Consequences of bullwhip effect beer game




















You can play it as a board game; there are software versions too. The Beer Game was created by management expert Jay Forrester at MIT in as a way of illustrating fluctuations in the supply chain—particularly the bullwhip effect.

As you can easily imagine, someone flicks a bullwhip with his wrist. On that end, the motion is small. But as it passes down the length of the whip, the loops get bigger and bigger so that the other end cuts a huge swath. In business, the bullwhip effect refers to the process whereby small fluctuations in demand at one end can cause huge distortions in production. One cause is that operators in the supply chain misread real demand. The classic case had to do with Volvo in the s. Volvo dealers had too many green cars, so they offered promotional deals to sell them.

The green cars, naturally, started to sell very well. This news got back to the manufacturer, who interpreted it as an increased demand for green cars. There are four players — the beer retailer, the wholesaler, the distributor and the manufacturer.

It lasts an hour at most and simulates up to a year in the beer-distribution supply chain. If any players are missing, AI bots can play their roles. You can even take part as a single player. Each week, the retailer places a beer order with the wholesaler.
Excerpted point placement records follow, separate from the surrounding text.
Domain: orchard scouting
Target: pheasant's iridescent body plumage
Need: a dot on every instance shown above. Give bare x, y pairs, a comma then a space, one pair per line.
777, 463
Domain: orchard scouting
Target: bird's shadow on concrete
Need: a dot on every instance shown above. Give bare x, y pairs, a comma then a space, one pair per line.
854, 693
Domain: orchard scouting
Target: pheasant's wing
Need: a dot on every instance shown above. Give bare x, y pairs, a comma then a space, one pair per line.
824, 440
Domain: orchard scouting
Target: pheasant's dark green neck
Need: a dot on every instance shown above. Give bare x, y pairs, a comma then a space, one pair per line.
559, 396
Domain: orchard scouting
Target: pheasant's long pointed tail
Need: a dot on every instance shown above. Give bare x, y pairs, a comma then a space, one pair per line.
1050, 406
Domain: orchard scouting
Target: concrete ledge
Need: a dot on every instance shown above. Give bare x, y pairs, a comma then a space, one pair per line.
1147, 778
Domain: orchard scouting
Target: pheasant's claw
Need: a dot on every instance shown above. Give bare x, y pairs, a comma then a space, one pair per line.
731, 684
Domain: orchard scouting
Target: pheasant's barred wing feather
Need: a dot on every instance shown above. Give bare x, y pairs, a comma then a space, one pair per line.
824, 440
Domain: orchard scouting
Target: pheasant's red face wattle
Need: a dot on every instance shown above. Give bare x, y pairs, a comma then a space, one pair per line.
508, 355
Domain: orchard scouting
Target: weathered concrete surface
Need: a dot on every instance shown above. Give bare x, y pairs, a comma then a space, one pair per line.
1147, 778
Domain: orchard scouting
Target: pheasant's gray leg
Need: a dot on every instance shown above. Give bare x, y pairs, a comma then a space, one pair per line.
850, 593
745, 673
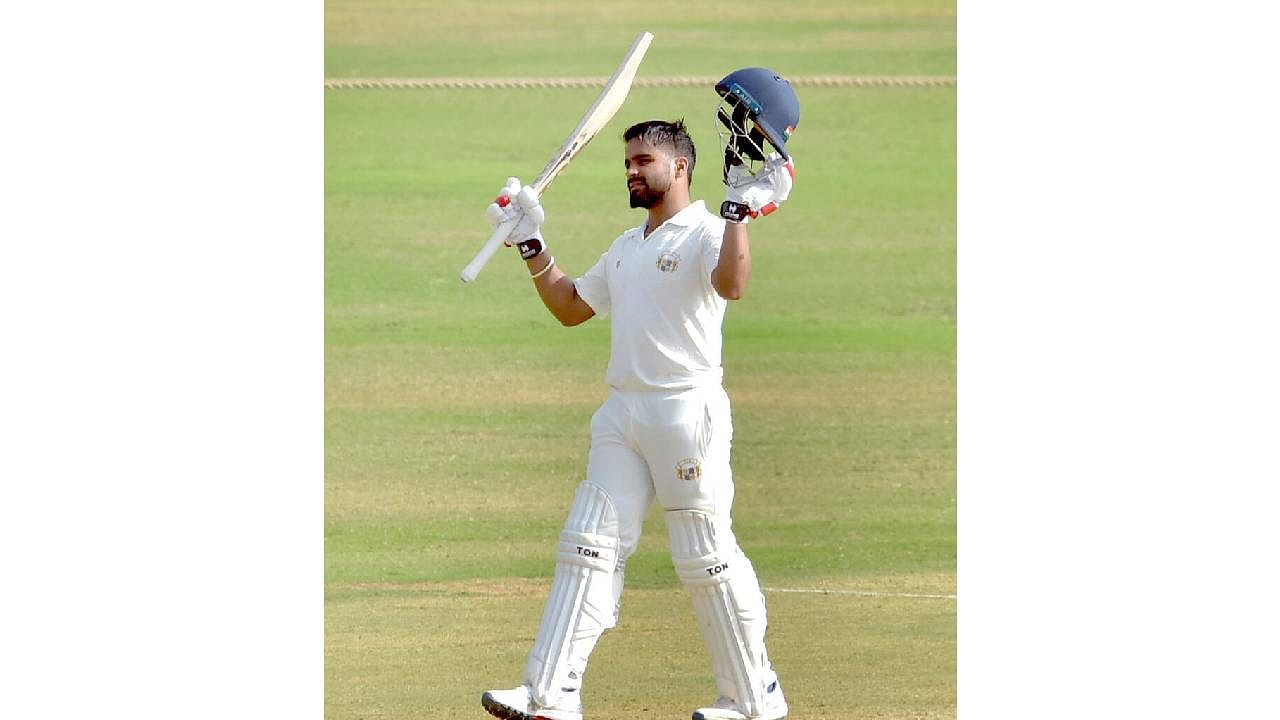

They do the same with the distributor, and the distributor with the manufacturer. Whatever your role, you must avoid running out of stock, while keeping inventory costs down and bringing the supply chain to equilibrium as quickly as possible. You achieve equilibrium when each player reaches the target stock level and orders the same amount of beer each week for four consecutive weeks. From computer chips to chicken wings , the pandemic has led to shortages across the economy.

For example, a small spike in consumer demand at the store level might cause a retailer to order slightly more product from wholesalers. The wholesaler, seeing that demand spike, might put in a bigger order increases with their distributor.

That might trigger the distributor to put in an even bigger order increase from the factory, potentially causing the factory to overproduce. In the s, a group of researchers at the Massachusetts Institute of Technology developed an exercise to simulate supply chain dynamics using beer as an example.

Hoarding during periods of high demand creates the illusion of even higher demand, exacerbating the bullwhip effect. Our mission at Marketplace is to raise the economic intelligence of the country.